Once
more a ‘chit fund’ scam has exploded over West Bengal, large sections of the
public are furious, and a few heads are beginning to roll, while many others
are praying that they are too high and mighty to be singed.
I
have been following the pattern since I first started reading newspapers – aeons
ago – and some things never change. Let me put them down categorically.
Everywhere
in the world (remember Ponzi schemes and Bernie Madoff?), some people want to
get seriously rich quick.
A
fool and his money are soon parted, so the less foolish among these wannabes
make money by exploiting the greed of the more foolish: typically by telling a
lot of people they will get back far higher returns than banks and other
legitimate/mainstream financial institutions offer if they ‘invest’ in the
various ‘business projects’ that these companies claim to have floated.
Typically also they are engaged in areas like real estate, movies, sports, the
stockmarket, the tourism/entertainment industry, TV/newspapers and so on, if not
also in gambling, drugs and the flesh trade.
These
scamsters bet on the long established truism about human nature that there’s a
sucker born every minute, and mankind in the large never learns from history,
so they will never run short of prey.

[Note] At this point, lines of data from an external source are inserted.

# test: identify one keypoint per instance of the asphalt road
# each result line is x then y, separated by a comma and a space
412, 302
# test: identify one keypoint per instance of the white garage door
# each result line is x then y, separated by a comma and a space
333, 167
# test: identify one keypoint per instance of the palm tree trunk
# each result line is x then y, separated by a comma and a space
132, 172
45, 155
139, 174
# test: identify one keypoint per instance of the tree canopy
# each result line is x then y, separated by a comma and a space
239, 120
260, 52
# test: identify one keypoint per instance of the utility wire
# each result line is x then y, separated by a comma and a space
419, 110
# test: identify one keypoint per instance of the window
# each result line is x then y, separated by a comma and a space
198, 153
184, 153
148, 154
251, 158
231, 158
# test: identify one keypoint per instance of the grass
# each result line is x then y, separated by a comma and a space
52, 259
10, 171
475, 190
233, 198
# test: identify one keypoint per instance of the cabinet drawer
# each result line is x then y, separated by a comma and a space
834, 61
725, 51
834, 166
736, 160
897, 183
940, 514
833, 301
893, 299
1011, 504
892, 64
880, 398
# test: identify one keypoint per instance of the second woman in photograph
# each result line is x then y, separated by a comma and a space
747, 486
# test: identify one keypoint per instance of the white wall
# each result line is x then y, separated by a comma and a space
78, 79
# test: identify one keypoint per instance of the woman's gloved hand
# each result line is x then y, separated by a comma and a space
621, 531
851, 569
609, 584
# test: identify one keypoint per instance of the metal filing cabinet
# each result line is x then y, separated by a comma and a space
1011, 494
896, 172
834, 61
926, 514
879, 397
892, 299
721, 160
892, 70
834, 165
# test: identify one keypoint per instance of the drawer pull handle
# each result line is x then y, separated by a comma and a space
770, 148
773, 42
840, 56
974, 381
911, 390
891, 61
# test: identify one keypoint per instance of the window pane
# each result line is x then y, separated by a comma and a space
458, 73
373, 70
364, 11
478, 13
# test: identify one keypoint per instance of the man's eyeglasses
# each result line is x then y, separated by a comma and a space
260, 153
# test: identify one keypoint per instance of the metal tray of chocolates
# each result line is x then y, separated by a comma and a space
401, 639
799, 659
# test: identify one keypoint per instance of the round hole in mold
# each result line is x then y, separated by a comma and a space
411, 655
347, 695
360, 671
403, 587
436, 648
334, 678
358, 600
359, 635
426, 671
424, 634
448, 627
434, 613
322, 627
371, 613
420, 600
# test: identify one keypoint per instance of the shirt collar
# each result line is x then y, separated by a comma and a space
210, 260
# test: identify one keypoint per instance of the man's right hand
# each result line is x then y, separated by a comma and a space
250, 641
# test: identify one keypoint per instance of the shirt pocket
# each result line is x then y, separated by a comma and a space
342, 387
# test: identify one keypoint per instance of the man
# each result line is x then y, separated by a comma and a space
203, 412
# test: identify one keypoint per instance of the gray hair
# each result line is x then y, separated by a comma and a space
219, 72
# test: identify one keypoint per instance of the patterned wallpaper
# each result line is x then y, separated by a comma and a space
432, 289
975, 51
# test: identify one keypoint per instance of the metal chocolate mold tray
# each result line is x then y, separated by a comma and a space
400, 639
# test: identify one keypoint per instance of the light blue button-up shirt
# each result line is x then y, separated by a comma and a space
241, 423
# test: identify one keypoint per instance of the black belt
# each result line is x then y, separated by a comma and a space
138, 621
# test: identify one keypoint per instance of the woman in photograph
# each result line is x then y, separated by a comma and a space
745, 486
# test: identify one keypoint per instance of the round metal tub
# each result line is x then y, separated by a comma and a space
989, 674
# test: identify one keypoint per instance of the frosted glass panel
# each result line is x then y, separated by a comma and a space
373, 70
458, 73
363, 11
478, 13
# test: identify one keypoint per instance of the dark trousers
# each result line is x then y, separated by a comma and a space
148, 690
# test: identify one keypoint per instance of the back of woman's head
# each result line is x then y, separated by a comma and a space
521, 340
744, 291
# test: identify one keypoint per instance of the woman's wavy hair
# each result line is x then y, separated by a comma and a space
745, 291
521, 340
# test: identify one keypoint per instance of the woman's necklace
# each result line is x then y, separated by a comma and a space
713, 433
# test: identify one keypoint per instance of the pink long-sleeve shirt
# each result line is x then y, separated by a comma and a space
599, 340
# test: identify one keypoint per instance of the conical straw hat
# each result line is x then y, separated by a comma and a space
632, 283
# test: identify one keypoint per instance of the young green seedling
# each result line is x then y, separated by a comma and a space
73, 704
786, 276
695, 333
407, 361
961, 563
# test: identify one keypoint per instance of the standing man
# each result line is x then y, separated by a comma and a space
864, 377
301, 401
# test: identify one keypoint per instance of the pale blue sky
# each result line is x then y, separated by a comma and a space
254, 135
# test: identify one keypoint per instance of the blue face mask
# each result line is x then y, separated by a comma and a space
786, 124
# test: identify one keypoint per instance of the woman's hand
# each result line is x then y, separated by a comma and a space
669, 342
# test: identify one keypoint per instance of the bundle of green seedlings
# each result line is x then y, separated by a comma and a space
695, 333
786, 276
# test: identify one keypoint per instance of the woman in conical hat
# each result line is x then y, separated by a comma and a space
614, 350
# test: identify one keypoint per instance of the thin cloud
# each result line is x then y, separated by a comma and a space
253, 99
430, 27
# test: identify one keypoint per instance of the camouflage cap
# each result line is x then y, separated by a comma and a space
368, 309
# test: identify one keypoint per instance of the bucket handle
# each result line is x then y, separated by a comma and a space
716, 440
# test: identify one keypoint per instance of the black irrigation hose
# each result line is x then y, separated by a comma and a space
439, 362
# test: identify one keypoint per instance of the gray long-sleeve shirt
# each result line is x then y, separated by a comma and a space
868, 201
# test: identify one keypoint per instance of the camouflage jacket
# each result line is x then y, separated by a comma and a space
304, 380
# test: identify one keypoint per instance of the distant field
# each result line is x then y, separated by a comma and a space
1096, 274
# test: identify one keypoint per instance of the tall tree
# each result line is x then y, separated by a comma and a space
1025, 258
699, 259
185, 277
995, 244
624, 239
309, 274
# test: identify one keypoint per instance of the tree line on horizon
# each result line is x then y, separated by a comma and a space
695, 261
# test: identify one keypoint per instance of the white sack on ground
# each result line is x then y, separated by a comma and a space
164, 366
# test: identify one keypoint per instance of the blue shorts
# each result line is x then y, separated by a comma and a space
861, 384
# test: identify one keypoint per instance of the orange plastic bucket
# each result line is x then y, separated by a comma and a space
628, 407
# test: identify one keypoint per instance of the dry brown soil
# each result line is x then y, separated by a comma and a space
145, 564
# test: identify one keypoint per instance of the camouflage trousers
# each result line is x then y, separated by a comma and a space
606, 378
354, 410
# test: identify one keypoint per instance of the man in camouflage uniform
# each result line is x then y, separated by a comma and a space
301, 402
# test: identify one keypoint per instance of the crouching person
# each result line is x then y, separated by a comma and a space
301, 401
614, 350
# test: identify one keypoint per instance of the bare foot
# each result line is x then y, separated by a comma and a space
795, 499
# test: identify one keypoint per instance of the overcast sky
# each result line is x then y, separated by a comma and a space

The majority of their victims are poor
and lower middle class people – your typical small farmer, rickshaw puller,
petty shopkeeper, construction worker, door to door salesman and the like, who
could be pitied for lacking the kind of education that would make them cautious
about the Big Bad World (and who therefore deserve, and get too little of,
protection by the government), but, tragically, there are also a lot of people
who claim to be ‘educated’ and ‘experienced’ (at least before their children)
and yet are led by their greed and gullibility into burning their fingers
badly. Thousands of them in my own town!
As I
wrote in a blogpost in connection with Lalit Modi two years ago, you need only
four things to get rich quick – arrogance, shamelessness, violence and greed.
Well, maybe I’ll add one more: connections in high places. Absolutely
no other qualifications required, and all you need to keep praying for is that
luck might not suddenly desert you until you become too big to fail, like the
directors of Citibank (or Sahara India?). Within a few years or at most a
decade, you will move from slum to five star environs, from your dad’s rickety
cycle van to a spanking new Audi or BMW, you will have legions of minions, from
armed thugs to trained lawyers and CAs and MBAs to protect your back and do all
the legwork and dirty work for you (people who have been to IIT and consider
themselves ‘successful’ because you pay them at most a measly couple of lakhs a
month: think of those who work for Vijay Mallya or Anil Agarwal of Vedanta fame), you will have sexy bimbos
swooning on your arms, you will throw parties where the champagne flows like
water even though you might never have passed class eight and you owe billions
to millions which you have no intention of ever paying back – and much of
society (read the mass media, including and especially the parts of them you
personally own) will be going gaga over you as a great success, even a great
man. And that success will keep begetting success, because nothing attracts
prey to you as the smell of big money being squandered on a lavish scale, no
matter how it has been made.
It
is not good or wise to blame it all on the politicians, for a number of
reasons: a) politicians do not tell
people to be both stupid and greedy, b) some politicians actually try to fight
the ever-present menace of sharks devouring minnows, and get little thanks for
it, c) a lot of people feel politicians have no business trying to teach them
to restrain their greed and tell them to be less foolish, d) in a society where
almost everybody is trying to get rich quick (so why not the politicians too?)
– and given the fact that it has always been very hard to make big money
quickly by honest means – a lot of such ‘human interest’ stories will keep
happening, because most ‘successful’ people do get rich only by duping the
foolish and the greedy, e) politicians, alas, can thrive and even get some good
work done only by winking at, if not actually being hand in glove with, the
sharks whose sole aim in life is to make money no matter how, that’s the way
the world is, f) too few people notice that many of the money bags become politicians
themselves, and play a not insignificant role in breaking, bending or changing
laws so that they can keep playing their dirty games with less and less to
worry about. And to those who say – at age 20 or 80 – that ‘come socialism, and
the world will become paradise’, this incorrigible sceptic will retort ‘Ho hum.
Read history, or keep dreaming.’
Meanwhile,
I started earning my living early, and am nearly high and dry, having followed
my own three maxims resolutely: a) make just enough for your needs, keeping an
eye on the far future, b) don’t envy and slaver after big money, c) don’t
listen to anybody, however fancy his car, his office or his calling card, who
offers to make you rich in a year or two. When I have needed worldly advice, I have
taken it from the likes of Shakespeare and Ben Franklin and Tagore, not your
hot-shot twenty something MBA in finance, be he from Harvard or IIM…and I
cannot pass on better advice to those who are coming after me.